Project Zambia
- Founded: 2002
- Type: Non-profit • Education
- Location: Belfast, Northern Ireland;
- Fields: Development
- Key people: Kevin Burke, Dr Aidan Donaldson, Mr Peter Tembo

= Project Zambia =

Project Zambia (Tionscadal na Saimbia) was initiated by St Marys CBGS Belfast, Northern Ireland, in 2002.

It was a response by the school in Belfast to the issue of poverty in the compounds of Lusaka, Zambia. Since then the project has grown beyond the school. Project Zambia is today undertaken in association with the Congregation of Christian Brothers, and an NGO, Edmund Rice International.

==Goals==
Working in partnership with the people in Zambia, the project seeks to help, support and empower the host communities to develop solutions to their problems and difficulties.

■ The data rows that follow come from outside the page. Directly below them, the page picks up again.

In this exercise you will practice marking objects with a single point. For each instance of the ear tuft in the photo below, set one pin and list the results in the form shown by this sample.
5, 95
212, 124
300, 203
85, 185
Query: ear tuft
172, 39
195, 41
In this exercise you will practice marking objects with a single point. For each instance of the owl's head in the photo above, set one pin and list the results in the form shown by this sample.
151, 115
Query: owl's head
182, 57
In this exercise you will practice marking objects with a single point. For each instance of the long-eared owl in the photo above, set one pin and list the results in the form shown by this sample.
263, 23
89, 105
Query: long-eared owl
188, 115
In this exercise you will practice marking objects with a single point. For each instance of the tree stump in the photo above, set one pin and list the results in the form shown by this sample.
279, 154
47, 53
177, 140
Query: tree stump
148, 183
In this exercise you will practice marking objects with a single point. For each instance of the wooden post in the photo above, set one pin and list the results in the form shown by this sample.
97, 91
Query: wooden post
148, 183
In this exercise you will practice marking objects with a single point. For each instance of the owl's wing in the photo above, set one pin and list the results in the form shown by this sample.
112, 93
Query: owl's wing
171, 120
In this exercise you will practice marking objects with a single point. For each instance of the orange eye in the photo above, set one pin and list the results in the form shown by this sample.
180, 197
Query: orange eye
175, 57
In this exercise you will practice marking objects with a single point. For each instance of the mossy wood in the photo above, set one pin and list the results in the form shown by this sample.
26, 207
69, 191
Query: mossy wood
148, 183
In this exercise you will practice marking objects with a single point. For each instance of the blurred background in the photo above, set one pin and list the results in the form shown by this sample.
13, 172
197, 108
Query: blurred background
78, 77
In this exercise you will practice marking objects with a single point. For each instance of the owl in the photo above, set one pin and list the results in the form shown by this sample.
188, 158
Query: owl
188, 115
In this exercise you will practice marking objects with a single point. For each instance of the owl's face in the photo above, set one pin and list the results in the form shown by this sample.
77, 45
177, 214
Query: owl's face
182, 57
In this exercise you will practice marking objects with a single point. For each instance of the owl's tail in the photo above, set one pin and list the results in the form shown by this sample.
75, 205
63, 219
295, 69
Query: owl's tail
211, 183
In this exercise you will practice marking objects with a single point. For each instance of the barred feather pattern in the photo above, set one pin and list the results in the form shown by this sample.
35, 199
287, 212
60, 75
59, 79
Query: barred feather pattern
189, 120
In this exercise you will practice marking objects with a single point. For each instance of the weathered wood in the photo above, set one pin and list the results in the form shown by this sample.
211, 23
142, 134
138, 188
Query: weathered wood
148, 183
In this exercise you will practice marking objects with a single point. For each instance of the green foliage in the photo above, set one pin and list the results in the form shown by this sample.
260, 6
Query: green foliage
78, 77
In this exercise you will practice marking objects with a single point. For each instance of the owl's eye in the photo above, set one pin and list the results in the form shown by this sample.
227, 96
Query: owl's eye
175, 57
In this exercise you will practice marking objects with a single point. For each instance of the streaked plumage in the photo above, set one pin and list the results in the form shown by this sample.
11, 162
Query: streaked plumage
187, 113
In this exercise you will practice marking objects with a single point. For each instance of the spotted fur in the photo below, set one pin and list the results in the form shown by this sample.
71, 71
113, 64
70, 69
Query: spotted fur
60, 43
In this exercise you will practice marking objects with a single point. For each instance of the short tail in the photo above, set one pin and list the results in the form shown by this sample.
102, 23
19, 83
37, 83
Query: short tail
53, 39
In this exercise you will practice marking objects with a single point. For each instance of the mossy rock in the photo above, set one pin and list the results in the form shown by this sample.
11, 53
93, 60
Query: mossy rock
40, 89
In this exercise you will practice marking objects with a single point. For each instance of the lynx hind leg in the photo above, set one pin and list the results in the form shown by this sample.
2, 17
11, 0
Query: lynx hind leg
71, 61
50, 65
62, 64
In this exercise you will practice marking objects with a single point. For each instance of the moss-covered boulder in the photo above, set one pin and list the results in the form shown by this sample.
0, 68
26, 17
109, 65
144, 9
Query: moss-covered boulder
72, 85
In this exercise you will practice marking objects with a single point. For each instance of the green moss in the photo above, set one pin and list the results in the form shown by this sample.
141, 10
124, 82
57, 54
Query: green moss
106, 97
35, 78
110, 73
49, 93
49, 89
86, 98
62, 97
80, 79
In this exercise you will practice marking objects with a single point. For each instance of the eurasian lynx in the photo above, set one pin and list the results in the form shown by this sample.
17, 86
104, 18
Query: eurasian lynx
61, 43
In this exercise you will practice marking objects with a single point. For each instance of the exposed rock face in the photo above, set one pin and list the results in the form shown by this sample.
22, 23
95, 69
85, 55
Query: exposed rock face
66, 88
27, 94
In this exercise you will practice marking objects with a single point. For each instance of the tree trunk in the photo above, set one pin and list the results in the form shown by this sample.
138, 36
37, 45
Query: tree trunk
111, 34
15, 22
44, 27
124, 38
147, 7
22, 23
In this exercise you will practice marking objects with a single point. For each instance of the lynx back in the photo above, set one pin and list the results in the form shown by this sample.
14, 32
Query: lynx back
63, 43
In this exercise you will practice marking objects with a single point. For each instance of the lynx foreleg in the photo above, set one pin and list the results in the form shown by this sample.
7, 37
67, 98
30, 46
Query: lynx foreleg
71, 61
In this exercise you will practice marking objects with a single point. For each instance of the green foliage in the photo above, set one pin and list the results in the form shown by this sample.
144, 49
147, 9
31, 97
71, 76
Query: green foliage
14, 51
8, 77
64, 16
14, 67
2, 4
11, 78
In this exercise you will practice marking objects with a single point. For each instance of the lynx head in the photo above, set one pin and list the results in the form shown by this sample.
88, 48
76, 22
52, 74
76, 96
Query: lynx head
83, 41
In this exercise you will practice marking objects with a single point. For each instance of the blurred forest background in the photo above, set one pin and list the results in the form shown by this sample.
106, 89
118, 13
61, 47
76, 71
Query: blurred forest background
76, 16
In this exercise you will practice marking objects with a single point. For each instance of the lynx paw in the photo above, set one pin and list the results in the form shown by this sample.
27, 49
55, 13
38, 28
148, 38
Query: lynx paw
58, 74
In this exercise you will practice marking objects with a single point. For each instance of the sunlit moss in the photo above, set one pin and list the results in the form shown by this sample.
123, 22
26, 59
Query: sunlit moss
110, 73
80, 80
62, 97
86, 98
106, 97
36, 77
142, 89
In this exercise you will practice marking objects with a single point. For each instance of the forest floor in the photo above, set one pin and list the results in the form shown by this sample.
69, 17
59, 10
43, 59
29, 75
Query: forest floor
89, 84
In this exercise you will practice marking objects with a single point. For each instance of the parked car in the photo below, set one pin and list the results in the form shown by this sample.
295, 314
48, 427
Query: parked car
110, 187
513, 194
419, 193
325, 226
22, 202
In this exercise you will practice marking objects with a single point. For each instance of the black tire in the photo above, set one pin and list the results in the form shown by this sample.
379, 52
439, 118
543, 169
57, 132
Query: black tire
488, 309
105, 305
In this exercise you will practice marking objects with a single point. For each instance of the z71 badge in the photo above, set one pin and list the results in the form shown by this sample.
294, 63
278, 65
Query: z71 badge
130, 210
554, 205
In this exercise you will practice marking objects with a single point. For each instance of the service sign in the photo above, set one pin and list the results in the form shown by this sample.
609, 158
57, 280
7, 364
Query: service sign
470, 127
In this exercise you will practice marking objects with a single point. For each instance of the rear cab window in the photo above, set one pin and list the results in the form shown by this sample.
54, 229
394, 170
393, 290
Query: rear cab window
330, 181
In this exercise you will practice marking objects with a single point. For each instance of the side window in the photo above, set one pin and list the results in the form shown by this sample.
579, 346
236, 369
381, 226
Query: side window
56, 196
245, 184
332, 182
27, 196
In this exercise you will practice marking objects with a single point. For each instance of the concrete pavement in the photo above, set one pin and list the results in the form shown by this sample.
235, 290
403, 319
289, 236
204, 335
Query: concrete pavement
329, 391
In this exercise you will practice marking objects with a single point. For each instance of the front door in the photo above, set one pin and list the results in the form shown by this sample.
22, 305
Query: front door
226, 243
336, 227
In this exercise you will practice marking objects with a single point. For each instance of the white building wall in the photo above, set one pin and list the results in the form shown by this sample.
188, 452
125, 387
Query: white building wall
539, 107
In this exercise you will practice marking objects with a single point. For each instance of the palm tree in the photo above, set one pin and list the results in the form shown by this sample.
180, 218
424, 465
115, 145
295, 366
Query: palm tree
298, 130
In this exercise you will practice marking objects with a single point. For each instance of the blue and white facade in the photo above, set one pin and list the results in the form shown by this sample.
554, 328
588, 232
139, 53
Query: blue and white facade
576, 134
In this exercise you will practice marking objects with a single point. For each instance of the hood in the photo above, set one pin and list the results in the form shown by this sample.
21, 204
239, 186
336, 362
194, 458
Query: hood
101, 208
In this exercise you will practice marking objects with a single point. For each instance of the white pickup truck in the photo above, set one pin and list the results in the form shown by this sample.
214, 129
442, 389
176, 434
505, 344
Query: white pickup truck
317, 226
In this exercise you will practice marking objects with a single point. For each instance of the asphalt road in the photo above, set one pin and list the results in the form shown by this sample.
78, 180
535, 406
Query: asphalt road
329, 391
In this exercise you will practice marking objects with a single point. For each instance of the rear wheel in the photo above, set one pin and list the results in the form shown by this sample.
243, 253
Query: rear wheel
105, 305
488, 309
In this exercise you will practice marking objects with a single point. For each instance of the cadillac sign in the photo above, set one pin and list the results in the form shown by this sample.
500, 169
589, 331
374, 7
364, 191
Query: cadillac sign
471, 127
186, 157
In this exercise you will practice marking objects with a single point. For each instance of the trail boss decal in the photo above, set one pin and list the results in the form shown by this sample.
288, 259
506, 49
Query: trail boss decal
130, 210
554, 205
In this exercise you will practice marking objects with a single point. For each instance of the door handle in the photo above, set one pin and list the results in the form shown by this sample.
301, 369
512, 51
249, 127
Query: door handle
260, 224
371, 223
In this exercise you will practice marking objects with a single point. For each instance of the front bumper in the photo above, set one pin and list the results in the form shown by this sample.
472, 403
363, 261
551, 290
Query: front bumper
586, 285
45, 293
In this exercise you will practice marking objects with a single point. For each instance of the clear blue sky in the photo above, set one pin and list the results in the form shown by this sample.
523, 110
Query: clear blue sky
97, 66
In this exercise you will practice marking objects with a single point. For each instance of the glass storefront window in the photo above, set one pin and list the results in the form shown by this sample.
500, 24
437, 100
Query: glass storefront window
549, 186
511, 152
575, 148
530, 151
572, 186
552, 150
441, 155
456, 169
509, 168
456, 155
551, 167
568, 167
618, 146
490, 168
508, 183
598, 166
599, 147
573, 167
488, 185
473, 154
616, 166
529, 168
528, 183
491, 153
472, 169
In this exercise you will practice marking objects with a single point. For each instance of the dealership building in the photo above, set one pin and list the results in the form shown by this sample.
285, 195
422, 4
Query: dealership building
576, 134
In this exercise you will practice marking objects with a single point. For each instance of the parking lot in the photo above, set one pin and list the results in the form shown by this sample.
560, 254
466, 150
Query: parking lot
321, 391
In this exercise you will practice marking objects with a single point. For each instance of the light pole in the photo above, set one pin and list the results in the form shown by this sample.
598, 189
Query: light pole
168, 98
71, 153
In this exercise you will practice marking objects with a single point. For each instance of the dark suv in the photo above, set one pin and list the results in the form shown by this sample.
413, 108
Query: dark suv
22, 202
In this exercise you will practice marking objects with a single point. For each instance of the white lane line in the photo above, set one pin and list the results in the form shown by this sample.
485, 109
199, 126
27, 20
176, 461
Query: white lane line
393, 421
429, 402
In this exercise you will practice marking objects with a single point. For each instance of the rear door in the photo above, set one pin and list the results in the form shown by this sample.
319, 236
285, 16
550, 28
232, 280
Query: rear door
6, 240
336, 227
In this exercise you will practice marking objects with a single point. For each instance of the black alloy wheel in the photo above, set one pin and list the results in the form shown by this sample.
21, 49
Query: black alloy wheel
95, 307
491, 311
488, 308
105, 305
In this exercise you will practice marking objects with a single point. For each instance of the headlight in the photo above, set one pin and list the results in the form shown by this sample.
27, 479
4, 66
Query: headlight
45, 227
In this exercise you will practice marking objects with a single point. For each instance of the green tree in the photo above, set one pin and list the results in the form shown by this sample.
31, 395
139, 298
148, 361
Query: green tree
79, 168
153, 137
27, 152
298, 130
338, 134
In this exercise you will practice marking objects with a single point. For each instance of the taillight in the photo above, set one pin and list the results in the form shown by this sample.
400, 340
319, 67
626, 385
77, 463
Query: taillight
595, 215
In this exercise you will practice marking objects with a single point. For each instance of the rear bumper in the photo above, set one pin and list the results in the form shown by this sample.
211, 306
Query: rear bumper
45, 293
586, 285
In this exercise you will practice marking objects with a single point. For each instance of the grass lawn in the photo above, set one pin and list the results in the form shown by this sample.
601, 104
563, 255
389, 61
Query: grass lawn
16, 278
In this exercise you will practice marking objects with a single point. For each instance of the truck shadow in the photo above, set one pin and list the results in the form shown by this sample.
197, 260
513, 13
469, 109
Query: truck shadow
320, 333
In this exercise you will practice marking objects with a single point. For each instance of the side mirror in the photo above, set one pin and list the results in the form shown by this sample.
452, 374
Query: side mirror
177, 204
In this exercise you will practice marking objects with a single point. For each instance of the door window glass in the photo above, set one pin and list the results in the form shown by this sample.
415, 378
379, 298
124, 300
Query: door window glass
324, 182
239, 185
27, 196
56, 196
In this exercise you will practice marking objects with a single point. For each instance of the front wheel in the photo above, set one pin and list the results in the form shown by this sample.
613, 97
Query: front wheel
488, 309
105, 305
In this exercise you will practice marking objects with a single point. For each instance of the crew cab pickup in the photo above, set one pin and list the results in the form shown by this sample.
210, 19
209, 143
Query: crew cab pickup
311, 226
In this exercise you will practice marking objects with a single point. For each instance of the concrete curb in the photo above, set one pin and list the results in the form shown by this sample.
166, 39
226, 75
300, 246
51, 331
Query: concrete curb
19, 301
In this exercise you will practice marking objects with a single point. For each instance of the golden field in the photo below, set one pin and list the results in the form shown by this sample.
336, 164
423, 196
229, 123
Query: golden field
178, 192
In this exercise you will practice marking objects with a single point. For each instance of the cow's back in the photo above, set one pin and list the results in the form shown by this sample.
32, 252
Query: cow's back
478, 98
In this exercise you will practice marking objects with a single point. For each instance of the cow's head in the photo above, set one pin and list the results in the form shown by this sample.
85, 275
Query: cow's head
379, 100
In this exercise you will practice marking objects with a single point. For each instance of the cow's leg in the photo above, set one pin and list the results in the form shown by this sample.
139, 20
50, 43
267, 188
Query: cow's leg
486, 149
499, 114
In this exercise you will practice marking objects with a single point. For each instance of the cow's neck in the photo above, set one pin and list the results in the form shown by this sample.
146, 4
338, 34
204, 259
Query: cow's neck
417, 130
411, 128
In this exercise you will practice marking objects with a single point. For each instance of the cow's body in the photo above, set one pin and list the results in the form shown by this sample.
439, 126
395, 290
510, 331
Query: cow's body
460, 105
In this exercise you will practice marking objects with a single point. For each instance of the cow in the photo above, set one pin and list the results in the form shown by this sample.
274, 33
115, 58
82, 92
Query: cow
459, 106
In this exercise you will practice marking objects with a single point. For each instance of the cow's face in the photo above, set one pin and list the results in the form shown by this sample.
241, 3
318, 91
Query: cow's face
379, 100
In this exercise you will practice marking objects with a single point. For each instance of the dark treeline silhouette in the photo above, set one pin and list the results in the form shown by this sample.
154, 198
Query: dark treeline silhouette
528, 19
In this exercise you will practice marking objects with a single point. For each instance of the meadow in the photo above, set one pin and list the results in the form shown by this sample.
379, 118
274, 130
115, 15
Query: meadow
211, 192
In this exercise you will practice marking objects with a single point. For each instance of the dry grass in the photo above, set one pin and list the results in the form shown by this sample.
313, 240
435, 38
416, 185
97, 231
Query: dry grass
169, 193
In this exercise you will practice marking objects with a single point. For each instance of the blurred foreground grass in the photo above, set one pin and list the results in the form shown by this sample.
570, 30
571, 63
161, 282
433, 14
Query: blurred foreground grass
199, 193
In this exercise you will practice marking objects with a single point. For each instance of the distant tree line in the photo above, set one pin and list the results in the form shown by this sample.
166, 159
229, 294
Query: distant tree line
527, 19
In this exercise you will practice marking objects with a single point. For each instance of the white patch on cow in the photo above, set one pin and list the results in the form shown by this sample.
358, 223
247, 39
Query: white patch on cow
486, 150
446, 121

The project also reputedly seeks to raise awareness of the conditions and causes that offend the human dignity of so many people throughout the world and to forge close bonds of solidarity between communities in Ireland and communities in Zambia.

==Misisi compound==
Misisi compound, the primary location for Project Zambia's efforts, is a shanty town home to around 80,000 people, and is one of the most deprived areas in sub-Saharan Africa. HIV is common among adults and children, many of whom have lost their parents to the disease. Average life expectancy is just 32. The lack of clean water has led to regular cholera outbreaks.

As in other Zambian urban compounds, food is scarce. Project Zambia is making headway in creating solutions to this problem. As well as extending the agricultural project, and providing chicken runs, it is also creating social economy projects, the profits of which feed back into the various projects. An example of this is the bakery project.

==Mapepe village==
Mapepe, a village on the outskirts of Lusaka, Zambia, was recognised as a potential area of development for Project Zambia. Since beginning the development in Mapepe, a school has been built with further development planned for future groups. A chicken run was also completed as of April 2009. Two bore holes have also been installed to supply the 2000 villagers with clean water.